Table of Contents

Stream Queries

Stream queries return a sequence of values over time via IAsyncEnumerable<T>. They are separate from regular queries — dispatched through IQueryDispatcher.StreamAsync() and processed by dedicated IStreamQueryBehavior<TQuery, TResult> pipeline behaviors.

Defining a stream query

public record TailOrderEventsQuery(Guid OrderId) : IStreamQuery<OrderEventDto>;

Handler

[StreamQueryHandler]
public sealed class TailOrderEventsHandler
    : IStreamQueryHandler<TailOrderEventsQuery, OrderEventDto>
{
    private readonly IOrderEventLog _log;
    public TailOrderEventsHandler(IOrderEventLog log) => _log = log;

    public async IAsyncEnumerable<OrderEventDto> HandleAsync(
        TailOrderEventsQuery query,
        [EnumeratorCancellation] CancellationToken ct)
    {
        await foreach (var evt in _log.TailAsync(query.OrderId, ct))
        {
            yield return evt.ToDto();
        }
    }
}

Dispatching

app.MapGet("/orders/{id:guid}/events", (
    Guid id,
    IQueryDispatcher dispatcher,
    CancellationToken ct) =>
{
    var stream = dispatcher.StreamAsync(new TailOrderEventsQuery(id), ct);
    return TypedResults.Stream(stream);
});

Notice that stream dispatch uses StreamAsync, not DispatchAsync — the distinction is intentional.
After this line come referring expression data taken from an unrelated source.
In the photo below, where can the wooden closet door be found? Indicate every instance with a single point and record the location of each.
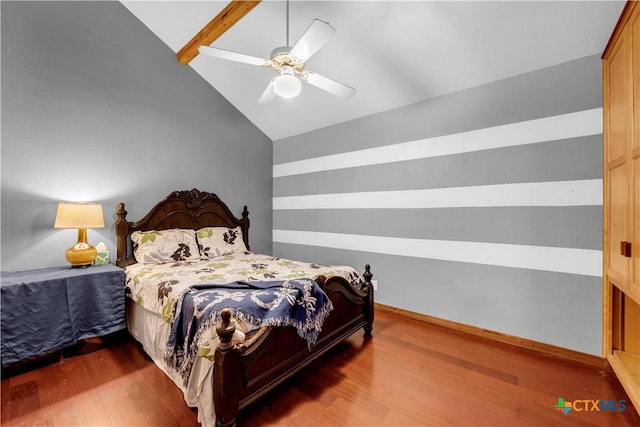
(619, 91)
(634, 291)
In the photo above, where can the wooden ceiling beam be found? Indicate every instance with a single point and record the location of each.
(231, 14)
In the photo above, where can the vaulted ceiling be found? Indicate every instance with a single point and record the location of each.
(394, 53)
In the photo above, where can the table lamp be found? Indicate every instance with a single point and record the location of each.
(80, 216)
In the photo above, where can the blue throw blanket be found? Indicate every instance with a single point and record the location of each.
(299, 303)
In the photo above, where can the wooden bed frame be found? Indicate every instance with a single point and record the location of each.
(243, 373)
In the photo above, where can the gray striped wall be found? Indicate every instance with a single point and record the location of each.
(481, 207)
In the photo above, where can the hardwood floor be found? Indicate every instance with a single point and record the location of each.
(408, 374)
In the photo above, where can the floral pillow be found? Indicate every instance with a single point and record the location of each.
(217, 241)
(165, 246)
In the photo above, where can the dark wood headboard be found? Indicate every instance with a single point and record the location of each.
(190, 209)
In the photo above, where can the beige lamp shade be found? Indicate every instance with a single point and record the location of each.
(79, 215)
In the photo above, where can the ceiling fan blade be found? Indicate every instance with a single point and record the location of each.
(231, 55)
(329, 85)
(268, 95)
(318, 33)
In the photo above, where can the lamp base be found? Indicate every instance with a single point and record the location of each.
(81, 254)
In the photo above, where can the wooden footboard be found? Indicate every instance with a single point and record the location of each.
(243, 373)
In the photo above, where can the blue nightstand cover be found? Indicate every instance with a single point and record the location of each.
(49, 309)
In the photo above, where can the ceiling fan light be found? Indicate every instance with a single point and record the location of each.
(287, 85)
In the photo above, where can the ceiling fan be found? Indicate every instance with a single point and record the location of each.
(289, 63)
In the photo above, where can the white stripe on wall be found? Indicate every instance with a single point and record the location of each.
(572, 125)
(564, 260)
(554, 193)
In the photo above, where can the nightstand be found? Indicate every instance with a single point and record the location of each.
(48, 309)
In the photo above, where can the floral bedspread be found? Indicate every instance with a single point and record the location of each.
(158, 287)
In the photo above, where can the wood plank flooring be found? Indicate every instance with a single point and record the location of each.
(409, 374)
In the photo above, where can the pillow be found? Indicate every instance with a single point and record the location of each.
(165, 246)
(217, 241)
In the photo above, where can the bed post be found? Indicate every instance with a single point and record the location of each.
(122, 229)
(245, 227)
(227, 374)
(369, 307)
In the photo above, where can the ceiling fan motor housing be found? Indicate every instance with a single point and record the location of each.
(280, 57)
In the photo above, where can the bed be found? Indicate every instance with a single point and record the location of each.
(239, 359)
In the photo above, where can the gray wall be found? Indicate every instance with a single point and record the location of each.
(96, 108)
(481, 207)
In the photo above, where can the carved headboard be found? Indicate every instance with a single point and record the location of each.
(190, 209)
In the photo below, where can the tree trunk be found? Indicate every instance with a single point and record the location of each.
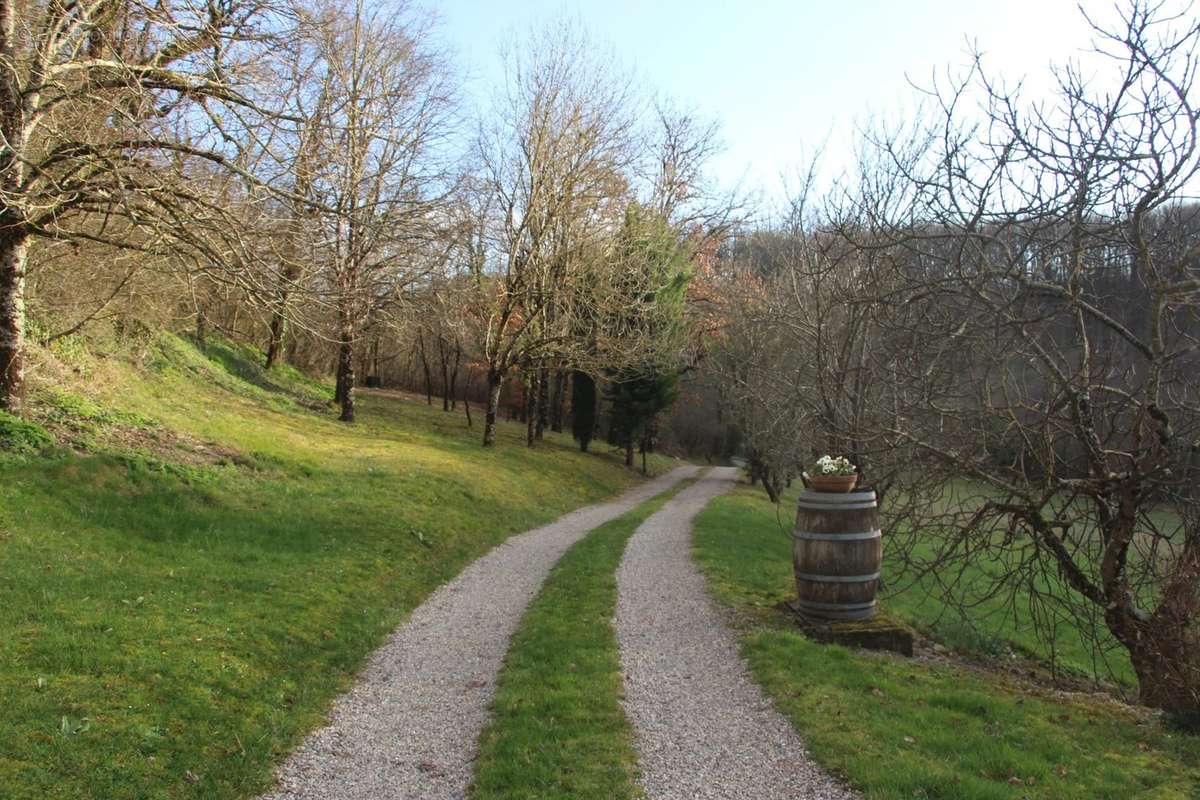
(425, 366)
(1168, 672)
(454, 379)
(533, 408)
(466, 401)
(559, 410)
(275, 344)
(346, 379)
(13, 260)
(543, 402)
(495, 383)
Stream semantics (backpressure, cancellation, partial results) are fundamentally different from a single ValueTask<T> return, so Nexum uses a separate method name to prevent accidental misuse.

Stream pipeline behaviors

IStreamQueryBehavior<TQuery, TResult> lets you wrap a stream handler with cross-cutting concerns that understand async enumerables:

public sealed class LoggingStreamBehavior<TQuery, TResult>
    : IStreamQueryBehavior<TQuery, TResult>
    where TQuery : IStreamQuery<TResult>
{
    private readonly ILogger<LoggingStreamBehavior<TQuery, TResult>> _log;
    public LoggingStreamBehavior(ILogger<LoggingStreamBehavior<TQuery, TResult>> log) => _log = log;

    public async IAsyncEnumerable<TResult> HandleAsync(
        TQuery query,
        StreamQueryHandlerDelegate<TResult> next,
        [EnumeratorCancellation] CancellationToken ct)
    {
        _log.LogInformation("Streaming {Query}", typeof(TQuery).Name);
        var count = 0;
        await foreach (var item in next().WithCancellation(ct))
        {
            count++;
            yield return item;
        }
        _log.LogInformation("Streamed {Count} items from {Query}", count, typeof(TQuery).Name);
    }
}

Backpressure

Because the return is an IAsyncEnumerable<T>, the consumer drives iteration speed. If the consumer pauses, the handler pauses — there is no internal buffering beyond what the handler itself introduces. This makes stream queries naturally backpressure-friendly for HTTP streaming and SignalR.